“The Angelic Demon”
5th Grade, 1st Place
by Nova Macknik-Conde,
Homeschool
I stared at the forest of dark pine trees looming over me, laughing at me, each becoming a vision of the one I used to welcome into my house, my arms, my heart, until he stood over my parents with a bloody knife in his hand and the look of a crazed, cornered, monstrous animal in his eye, his beautiful kaleidoscopic eye, the eye I could sink into and be lost inside. Those pools of colors and sadness and intelligence and sometimes tinges of humor, but now, only hate and pleading for help. And his gentle hands, now flecked with red drops that fell to the floor as though the blood was crying, pooled on the wooden floor, and creating dark swirling masses of danger, as if warning me to run away, far away from this person named Angel I thought I knew.

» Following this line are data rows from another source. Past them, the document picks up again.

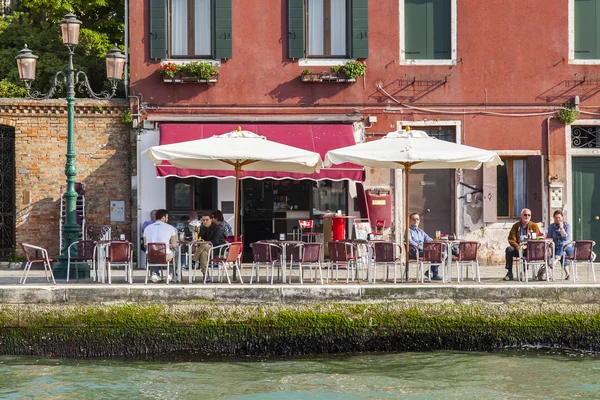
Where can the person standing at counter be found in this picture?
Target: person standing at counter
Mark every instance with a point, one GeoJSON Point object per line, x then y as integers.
{"type": "Point", "coordinates": [560, 233]}
{"type": "Point", "coordinates": [212, 234]}
{"type": "Point", "coordinates": [417, 237]}
{"type": "Point", "coordinates": [220, 220]}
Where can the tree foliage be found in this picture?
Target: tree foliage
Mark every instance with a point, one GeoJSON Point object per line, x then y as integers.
{"type": "Point", "coordinates": [37, 24]}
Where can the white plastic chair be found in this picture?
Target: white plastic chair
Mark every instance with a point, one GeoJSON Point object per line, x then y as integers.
{"type": "Point", "coordinates": [44, 259]}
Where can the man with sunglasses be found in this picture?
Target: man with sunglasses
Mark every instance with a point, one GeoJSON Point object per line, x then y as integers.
{"type": "Point", "coordinates": [417, 237]}
{"type": "Point", "coordinates": [520, 231]}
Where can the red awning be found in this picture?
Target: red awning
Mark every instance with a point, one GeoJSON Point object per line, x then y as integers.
{"type": "Point", "coordinates": [319, 138]}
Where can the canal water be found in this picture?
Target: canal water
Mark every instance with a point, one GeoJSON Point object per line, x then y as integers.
{"type": "Point", "coordinates": [523, 374]}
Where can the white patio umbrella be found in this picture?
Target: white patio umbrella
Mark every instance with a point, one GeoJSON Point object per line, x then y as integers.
{"type": "Point", "coordinates": [408, 149]}
{"type": "Point", "coordinates": [236, 151]}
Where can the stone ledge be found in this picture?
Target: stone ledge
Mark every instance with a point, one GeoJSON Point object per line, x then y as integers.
{"type": "Point", "coordinates": [163, 294]}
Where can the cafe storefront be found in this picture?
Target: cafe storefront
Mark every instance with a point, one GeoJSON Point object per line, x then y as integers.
{"type": "Point", "coordinates": [271, 203]}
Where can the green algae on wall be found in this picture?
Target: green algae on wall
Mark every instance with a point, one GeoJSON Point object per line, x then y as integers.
{"type": "Point", "coordinates": [207, 328]}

I was able to think all this as Angel’s servants and guards of Fallen Angels growled at me to get going and pushed me toward the forest where my death was waiting as a sacrifice to not Angel, for Angel had changed. Angel had morphed into the God of Death, a Demon, or as I now thought of him, the Angelic Demon. Tears slowly slid down my pale cheeks, tears for who Angel used to be, tears for the trapped look in his eyes, like he was aware he was going mad but did not know how to become sane again, tears for my lost parents and my old life, tears for the lives that death had stolen all around.

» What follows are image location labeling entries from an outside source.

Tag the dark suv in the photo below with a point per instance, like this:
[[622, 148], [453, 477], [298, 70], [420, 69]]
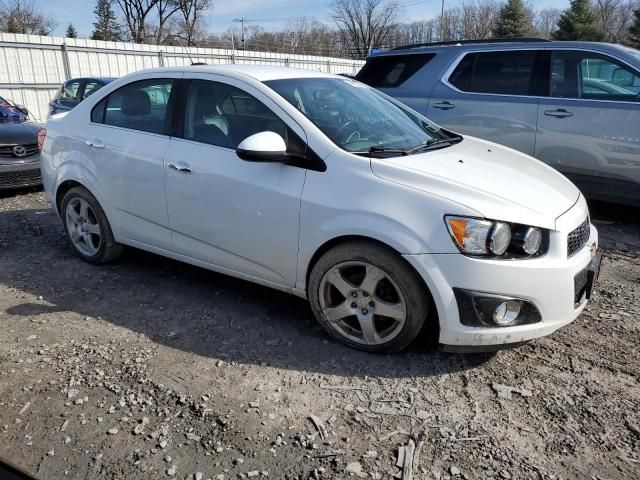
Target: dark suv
[[573, 105], [19, 153]]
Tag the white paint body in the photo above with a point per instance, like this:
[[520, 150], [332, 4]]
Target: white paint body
[[263, 222]]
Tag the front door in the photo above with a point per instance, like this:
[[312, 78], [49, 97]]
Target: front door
[[128, 137], [589, 127], [238, 215]]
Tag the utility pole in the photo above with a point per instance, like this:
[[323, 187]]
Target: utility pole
[[442, 22], [241, 20]]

All at once, I snapped out of my reverie and saw I had been pushed into a clearing. I looked around, dreading what I may find. As my eyes adjusted to the suffocating darkness caused by the tight interweaving of tree branches, I saw Angel. Slowly, he walked over to me and kneeled down. Then he laughed. It was a terrible laugh, but not nearly as cruel as the smile that followed.
I held my breath and begged him with my eyes. Slowly Angel stood and withdrew, like a viper recoiling to strike. And strike he did. In less than a second, his knife was in my chest. Almost immediately, his dreadful glower and the murder in his gaze evaporated. Rather, his eyes broadened in dismay. Then he wailed in anguish and rocked me back and forth in his arms, begging me not to leave him. My last thought went like this: ‘Goodbye, Angel. At least I’ll be seeing my parents soon.’